I’m sad to say that I’ve only recently figured out that Kahoot! can motivate many kids to do quite a lot of reading. The best music teacher in the world (hi Roz!) told me it had revolutionised her lessons. Kids are often familiar with it from school, and think it’s fun and cool. We’re writing some downloadable quizzes now which should be easy to turn into Kahoot!s.

10. Jamboard is no longer available in 2025, Really Great Reading has letter tiles worth checking out, but I am still working out how their subscription works.

Google’s Jamboard was another useful tool I wish I’d discovered earlier. It was like an online whiteboard with colourful post-it notes, from which I made simplified versions of my moveable alphabet for word-building sequences, e.g. here the learner would be asked to change “stitch” into “switch”:

Kids tend not to stretch or rotate the tiles the way they have in other formats I’ve tried using for this activity. Jamboard was also a quick way to create neat word sorting activities:

I got words for these sorts from my website’s sorted-by-sound lists (for same-sound-different-spellings activities) or sorted-by-spelling lists (for same-spelling-different sounds activities).

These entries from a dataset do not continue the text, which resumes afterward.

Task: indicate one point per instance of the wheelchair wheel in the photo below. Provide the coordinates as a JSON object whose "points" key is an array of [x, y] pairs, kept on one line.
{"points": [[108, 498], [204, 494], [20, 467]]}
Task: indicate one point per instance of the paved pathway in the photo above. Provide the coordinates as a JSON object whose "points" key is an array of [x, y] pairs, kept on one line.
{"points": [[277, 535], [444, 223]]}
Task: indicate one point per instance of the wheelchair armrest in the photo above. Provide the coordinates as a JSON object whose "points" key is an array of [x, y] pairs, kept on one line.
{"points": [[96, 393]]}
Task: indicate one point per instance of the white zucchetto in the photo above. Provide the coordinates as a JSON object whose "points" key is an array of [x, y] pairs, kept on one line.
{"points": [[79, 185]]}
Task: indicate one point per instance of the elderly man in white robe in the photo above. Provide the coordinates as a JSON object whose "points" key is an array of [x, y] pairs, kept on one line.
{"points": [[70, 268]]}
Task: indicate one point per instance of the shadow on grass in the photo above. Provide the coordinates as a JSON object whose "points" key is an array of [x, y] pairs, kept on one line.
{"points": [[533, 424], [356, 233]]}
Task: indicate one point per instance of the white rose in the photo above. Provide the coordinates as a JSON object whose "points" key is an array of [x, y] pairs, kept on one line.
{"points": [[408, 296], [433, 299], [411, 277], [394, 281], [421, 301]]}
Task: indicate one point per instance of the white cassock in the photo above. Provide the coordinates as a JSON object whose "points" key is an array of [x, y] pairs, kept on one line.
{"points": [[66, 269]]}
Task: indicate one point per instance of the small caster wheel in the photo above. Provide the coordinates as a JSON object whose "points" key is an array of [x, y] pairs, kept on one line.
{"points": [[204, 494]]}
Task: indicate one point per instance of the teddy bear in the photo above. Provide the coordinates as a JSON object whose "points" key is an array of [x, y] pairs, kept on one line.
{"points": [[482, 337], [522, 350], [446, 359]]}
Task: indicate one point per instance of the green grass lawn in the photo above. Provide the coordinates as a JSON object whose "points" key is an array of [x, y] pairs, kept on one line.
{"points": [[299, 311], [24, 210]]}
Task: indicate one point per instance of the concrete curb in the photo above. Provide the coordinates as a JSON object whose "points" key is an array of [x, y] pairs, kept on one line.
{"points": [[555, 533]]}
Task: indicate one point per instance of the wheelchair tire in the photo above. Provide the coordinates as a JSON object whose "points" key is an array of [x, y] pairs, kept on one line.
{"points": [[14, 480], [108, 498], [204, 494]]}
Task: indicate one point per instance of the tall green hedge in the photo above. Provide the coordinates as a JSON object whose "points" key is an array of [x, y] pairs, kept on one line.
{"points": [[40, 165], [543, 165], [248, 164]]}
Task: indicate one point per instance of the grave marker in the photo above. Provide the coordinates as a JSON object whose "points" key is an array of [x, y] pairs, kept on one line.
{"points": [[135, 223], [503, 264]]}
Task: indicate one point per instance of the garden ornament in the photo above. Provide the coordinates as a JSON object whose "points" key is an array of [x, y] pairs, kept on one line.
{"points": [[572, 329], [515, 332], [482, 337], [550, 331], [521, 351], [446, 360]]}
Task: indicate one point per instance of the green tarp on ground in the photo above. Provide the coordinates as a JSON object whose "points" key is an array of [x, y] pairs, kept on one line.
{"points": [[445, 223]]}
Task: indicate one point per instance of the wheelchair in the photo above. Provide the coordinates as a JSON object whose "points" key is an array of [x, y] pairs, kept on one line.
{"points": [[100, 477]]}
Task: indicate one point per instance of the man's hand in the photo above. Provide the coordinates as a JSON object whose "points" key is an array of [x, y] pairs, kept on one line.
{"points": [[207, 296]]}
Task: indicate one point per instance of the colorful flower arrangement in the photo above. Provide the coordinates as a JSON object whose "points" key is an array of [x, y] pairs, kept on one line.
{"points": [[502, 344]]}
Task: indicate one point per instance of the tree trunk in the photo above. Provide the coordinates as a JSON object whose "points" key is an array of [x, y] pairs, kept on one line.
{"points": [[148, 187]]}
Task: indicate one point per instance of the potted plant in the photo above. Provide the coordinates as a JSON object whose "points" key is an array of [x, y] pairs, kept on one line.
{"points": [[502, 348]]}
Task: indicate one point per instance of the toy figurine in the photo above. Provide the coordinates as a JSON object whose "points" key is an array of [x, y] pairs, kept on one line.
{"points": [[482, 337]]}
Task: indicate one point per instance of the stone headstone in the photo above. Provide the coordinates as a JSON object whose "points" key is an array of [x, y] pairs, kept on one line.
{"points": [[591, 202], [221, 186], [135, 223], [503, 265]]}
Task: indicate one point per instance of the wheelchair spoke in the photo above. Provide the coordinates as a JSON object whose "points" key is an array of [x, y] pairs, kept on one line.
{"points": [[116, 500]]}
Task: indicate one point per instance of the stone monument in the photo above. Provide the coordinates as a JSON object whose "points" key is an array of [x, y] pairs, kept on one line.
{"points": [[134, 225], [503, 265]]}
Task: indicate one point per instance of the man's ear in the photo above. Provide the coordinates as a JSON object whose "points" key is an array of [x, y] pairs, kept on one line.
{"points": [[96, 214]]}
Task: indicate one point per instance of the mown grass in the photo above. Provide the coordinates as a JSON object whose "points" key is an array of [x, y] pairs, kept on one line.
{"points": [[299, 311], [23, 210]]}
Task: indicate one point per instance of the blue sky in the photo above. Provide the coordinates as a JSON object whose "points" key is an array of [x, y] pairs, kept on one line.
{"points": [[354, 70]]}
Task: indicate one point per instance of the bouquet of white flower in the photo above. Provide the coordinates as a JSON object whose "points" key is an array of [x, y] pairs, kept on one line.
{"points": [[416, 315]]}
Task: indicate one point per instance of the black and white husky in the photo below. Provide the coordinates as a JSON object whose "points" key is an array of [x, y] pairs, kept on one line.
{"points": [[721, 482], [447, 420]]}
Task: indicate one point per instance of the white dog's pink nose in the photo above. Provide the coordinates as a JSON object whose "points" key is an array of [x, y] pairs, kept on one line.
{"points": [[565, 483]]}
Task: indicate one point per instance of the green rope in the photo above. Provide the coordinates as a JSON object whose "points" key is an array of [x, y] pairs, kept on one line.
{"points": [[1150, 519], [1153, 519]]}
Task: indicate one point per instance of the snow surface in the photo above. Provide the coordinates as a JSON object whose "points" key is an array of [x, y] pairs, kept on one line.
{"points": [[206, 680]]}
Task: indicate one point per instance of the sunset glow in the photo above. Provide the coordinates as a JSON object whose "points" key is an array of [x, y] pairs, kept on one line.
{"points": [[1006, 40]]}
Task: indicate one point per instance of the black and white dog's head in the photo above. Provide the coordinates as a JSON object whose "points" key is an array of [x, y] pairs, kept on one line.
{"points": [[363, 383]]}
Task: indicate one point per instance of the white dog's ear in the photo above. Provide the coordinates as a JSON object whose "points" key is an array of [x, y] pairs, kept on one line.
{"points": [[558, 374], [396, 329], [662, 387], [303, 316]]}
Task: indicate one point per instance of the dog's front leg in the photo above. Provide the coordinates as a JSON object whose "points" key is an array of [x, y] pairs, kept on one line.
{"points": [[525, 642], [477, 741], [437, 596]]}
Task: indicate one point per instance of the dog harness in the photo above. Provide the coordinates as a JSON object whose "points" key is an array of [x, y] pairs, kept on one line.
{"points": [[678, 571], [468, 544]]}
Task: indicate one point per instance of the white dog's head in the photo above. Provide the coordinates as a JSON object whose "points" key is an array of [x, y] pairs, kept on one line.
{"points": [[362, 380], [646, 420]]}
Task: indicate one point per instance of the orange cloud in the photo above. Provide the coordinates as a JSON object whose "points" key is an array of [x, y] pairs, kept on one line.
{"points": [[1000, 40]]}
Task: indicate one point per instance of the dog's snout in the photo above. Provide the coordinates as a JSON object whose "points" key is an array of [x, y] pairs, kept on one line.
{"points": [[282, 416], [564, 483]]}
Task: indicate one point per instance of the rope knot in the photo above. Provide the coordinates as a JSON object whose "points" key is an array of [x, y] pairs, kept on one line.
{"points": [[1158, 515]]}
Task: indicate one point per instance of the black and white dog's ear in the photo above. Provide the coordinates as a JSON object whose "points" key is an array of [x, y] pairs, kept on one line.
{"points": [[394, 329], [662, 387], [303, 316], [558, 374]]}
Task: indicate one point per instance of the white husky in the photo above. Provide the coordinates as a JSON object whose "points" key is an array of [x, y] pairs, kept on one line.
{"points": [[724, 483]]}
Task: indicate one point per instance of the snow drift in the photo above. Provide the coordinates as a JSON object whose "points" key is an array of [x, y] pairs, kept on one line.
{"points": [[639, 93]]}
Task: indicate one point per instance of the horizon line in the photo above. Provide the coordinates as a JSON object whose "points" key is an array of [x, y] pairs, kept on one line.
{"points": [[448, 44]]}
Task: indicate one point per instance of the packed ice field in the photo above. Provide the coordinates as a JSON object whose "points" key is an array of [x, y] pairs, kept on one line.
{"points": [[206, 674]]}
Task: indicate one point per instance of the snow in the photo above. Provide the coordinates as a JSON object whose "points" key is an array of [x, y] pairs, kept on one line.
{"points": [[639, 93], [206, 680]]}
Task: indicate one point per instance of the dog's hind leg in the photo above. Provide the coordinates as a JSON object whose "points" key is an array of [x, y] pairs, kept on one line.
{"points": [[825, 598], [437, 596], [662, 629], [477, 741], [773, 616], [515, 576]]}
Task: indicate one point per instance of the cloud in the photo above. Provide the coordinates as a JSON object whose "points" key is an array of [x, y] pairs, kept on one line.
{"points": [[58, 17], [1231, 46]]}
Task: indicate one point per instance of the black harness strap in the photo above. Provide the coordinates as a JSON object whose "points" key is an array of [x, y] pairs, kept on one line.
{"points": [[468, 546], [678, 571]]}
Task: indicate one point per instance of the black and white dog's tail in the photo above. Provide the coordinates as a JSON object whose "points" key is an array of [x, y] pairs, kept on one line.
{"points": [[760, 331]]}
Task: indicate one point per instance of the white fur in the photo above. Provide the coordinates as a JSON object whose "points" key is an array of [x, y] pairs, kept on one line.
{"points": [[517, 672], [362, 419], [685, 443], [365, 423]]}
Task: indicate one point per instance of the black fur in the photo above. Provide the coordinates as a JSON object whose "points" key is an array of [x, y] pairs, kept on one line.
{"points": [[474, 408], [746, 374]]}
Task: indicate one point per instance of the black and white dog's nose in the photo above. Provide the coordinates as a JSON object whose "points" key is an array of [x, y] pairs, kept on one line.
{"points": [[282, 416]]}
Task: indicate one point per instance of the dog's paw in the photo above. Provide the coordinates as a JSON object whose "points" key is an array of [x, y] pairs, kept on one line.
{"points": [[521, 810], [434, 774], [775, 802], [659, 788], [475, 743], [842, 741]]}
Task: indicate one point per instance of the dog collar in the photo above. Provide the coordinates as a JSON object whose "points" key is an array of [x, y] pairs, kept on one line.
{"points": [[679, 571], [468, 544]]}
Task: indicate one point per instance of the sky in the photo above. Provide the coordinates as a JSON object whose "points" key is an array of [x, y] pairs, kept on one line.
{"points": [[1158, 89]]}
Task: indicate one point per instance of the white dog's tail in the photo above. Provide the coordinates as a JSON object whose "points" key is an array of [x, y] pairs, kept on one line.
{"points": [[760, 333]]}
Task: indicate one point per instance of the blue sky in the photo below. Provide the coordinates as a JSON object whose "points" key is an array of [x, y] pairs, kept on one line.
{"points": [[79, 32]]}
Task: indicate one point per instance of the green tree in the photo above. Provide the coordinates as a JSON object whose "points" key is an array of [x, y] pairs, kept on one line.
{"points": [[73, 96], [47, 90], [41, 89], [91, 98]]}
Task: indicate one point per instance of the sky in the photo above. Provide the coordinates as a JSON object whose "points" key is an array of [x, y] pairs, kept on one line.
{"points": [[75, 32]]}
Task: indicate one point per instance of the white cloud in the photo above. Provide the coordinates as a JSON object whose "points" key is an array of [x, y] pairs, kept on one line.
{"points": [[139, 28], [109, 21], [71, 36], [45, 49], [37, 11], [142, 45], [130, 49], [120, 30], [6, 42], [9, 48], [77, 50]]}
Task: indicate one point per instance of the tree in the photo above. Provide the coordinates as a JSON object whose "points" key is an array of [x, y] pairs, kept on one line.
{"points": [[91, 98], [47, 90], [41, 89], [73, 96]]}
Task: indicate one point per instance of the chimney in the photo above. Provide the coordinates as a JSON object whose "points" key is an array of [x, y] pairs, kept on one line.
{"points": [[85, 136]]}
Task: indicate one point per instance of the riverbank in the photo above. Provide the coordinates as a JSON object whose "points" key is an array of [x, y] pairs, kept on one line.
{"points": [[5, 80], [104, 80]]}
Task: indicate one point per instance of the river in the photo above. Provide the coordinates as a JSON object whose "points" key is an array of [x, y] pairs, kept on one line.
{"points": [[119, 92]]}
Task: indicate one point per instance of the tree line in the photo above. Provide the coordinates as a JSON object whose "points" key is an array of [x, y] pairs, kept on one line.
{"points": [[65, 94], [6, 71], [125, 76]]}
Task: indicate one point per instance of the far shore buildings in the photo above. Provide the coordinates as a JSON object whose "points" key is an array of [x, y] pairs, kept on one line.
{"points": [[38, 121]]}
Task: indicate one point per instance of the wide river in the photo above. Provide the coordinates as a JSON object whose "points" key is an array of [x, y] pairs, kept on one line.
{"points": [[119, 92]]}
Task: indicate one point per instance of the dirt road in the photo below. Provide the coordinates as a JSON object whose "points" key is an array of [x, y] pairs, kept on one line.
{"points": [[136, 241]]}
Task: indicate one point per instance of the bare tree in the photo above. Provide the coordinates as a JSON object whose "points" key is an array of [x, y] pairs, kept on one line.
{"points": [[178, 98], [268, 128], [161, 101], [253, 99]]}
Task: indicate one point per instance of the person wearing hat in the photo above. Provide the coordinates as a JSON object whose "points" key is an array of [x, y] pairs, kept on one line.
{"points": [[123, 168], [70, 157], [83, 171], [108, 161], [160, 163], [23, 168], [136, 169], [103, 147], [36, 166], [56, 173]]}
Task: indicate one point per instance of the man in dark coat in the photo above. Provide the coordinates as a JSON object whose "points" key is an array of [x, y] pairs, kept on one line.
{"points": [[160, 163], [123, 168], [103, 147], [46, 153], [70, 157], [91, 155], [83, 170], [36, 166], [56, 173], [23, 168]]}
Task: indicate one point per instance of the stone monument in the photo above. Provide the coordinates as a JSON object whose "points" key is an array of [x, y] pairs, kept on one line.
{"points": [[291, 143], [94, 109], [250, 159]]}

I hope you found some useful information in all that, especially if you’re still working online too. Pretty please leave any great ideas you have to share in the comments.

2025 extra thoughts: There are lots of free, downloadable decodable texts on the Freereading website, and the Preschool University website also has affordable digital materials including decodable texts. Great for dictation, as the learner can read the text on screen and think about anything that might be tricky in it before starting to write/type.

If the learner has a parent/support person with a phone with a camera and a different email address from the one the learner is using to sign in to the Zoom, they can also join the Zoom from their phone and use it as a document camera. This allows you to see what the learner is writing. The phone can be inserted near the top of a stack of books, cans of beans, whatever, with the lens sticking out, and then the learner’s paper/whiteboard can be placed under the lens and the camera focussed/adjusted as necessary.